Friday, July 28, 2006
Evangelical Efforts to Convert Catholic Soldiers
An article in Our Sunday Visitor reports on the problem of proselytization of Catholic soldiers by evangelical Protestant military chaplains:
Although the military brass has stepped in on several recent occasions to address concerns about proselytism – including charges raised by a fellow Christian chaplain last year at the Air Force Academy in Colorado Springs, Colo. – the practice continues among many rank-and-file evangelicals who see Catholic soldiers as prime targets. Lacking a solid formation in their faith or an available Catholic priest to visit for counsel, some Catholic soldiers find themselves too poorly equipped to effectively defend church teaching and practices against the evangelicals’ charges.
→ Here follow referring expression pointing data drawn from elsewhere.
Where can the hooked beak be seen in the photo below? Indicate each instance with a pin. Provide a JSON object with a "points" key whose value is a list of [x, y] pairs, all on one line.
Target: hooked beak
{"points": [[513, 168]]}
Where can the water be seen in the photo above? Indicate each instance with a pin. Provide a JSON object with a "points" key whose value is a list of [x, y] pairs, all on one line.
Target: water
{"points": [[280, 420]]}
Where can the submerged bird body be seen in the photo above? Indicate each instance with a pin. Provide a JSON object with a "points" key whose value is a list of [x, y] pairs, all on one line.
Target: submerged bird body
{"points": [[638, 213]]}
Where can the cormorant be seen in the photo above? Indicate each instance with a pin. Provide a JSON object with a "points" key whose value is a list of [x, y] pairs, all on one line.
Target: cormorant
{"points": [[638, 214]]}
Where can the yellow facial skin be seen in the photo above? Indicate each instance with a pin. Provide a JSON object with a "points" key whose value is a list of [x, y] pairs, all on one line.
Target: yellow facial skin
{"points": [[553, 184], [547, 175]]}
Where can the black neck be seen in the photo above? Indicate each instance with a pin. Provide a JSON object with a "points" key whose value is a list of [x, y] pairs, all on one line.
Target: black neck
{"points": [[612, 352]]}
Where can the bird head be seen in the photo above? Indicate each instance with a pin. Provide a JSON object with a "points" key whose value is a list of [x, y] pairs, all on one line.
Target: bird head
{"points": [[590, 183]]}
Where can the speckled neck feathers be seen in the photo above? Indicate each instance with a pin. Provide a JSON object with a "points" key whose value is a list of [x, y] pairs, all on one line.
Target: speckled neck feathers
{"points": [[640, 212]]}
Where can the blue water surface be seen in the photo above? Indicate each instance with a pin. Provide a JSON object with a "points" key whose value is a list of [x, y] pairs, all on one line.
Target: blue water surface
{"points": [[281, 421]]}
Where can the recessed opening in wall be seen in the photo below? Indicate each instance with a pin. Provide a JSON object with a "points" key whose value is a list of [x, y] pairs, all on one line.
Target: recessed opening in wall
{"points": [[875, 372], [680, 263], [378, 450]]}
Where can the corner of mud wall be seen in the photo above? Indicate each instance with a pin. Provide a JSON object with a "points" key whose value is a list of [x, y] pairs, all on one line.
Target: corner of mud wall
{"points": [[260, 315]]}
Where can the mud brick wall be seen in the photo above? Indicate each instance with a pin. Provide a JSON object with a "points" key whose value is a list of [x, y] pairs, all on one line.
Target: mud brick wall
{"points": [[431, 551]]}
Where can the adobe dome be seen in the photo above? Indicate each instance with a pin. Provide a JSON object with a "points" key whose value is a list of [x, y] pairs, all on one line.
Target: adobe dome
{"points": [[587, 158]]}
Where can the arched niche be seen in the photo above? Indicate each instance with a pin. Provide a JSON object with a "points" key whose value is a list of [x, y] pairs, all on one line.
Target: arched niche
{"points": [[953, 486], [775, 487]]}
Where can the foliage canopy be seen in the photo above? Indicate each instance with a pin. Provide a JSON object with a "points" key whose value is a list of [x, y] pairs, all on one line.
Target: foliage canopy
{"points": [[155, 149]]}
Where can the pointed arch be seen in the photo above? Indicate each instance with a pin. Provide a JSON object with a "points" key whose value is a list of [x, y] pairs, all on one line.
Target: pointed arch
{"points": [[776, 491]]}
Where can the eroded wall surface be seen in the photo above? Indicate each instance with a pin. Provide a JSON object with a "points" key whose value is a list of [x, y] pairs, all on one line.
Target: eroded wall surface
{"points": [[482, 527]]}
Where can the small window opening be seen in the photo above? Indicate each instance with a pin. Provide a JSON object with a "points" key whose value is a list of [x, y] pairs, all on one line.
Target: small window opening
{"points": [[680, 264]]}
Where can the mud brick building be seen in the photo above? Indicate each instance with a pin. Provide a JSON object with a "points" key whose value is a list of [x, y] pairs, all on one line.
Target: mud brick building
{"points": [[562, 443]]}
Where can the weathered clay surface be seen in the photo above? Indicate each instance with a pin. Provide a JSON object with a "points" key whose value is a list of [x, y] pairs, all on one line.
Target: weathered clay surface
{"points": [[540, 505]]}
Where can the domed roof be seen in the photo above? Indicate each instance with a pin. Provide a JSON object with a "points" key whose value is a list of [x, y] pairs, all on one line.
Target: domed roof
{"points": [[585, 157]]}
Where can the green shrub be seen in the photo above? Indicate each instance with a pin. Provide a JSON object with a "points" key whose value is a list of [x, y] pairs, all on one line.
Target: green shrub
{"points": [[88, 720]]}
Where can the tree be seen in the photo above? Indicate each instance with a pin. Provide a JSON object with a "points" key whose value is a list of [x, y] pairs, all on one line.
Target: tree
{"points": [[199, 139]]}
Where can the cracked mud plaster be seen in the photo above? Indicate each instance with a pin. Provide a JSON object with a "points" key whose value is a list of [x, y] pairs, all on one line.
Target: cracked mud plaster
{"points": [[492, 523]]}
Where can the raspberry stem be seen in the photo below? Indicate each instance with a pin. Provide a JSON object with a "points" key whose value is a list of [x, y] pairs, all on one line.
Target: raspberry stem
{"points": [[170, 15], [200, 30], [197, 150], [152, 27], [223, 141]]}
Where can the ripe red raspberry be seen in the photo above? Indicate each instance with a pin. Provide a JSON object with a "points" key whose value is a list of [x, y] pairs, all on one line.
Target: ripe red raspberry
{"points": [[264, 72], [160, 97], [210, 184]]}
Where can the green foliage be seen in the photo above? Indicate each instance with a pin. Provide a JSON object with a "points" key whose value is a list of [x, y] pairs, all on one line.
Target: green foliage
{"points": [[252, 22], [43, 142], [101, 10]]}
For the most part, the remedy the article advises is to recruit more Catholic chaplains and supplement them with lay military volunteers to nurture and soldify Catholic soldiers in their faith. Yet in that first quoted sentence above -- referring to "military officials [s]tepp[ing] in . . . to address [these] concerns" -- the article seems to hint that perhaps military officials ought to protect soldiers (Catholics, presumably others) from conversion efforts by chaplains of other (primarily evangelical) faiths. If the article is suggesting that, isn't it misguided? Set aside methods or situations in which conversion efforts are coercive (as they were in the Air Force Academy, apparently) or would undermine soldiers' morale or cohesion. Outside of those cases, shouldn't the Catholic attitude be that proselytization -- which as Michael McConnell has pointed out, is just a nasty word for "persuasion" -- is a legitimate part of religious exercise, including chaplains' religious exercise? Shouldn't the Church see itself as an evangelizing church too and seek to join evangelical Protestant chaplains in evangelistic competition -- not ask for limits on those chaplains' activities in order to protect Catholic soldiers from persuasion?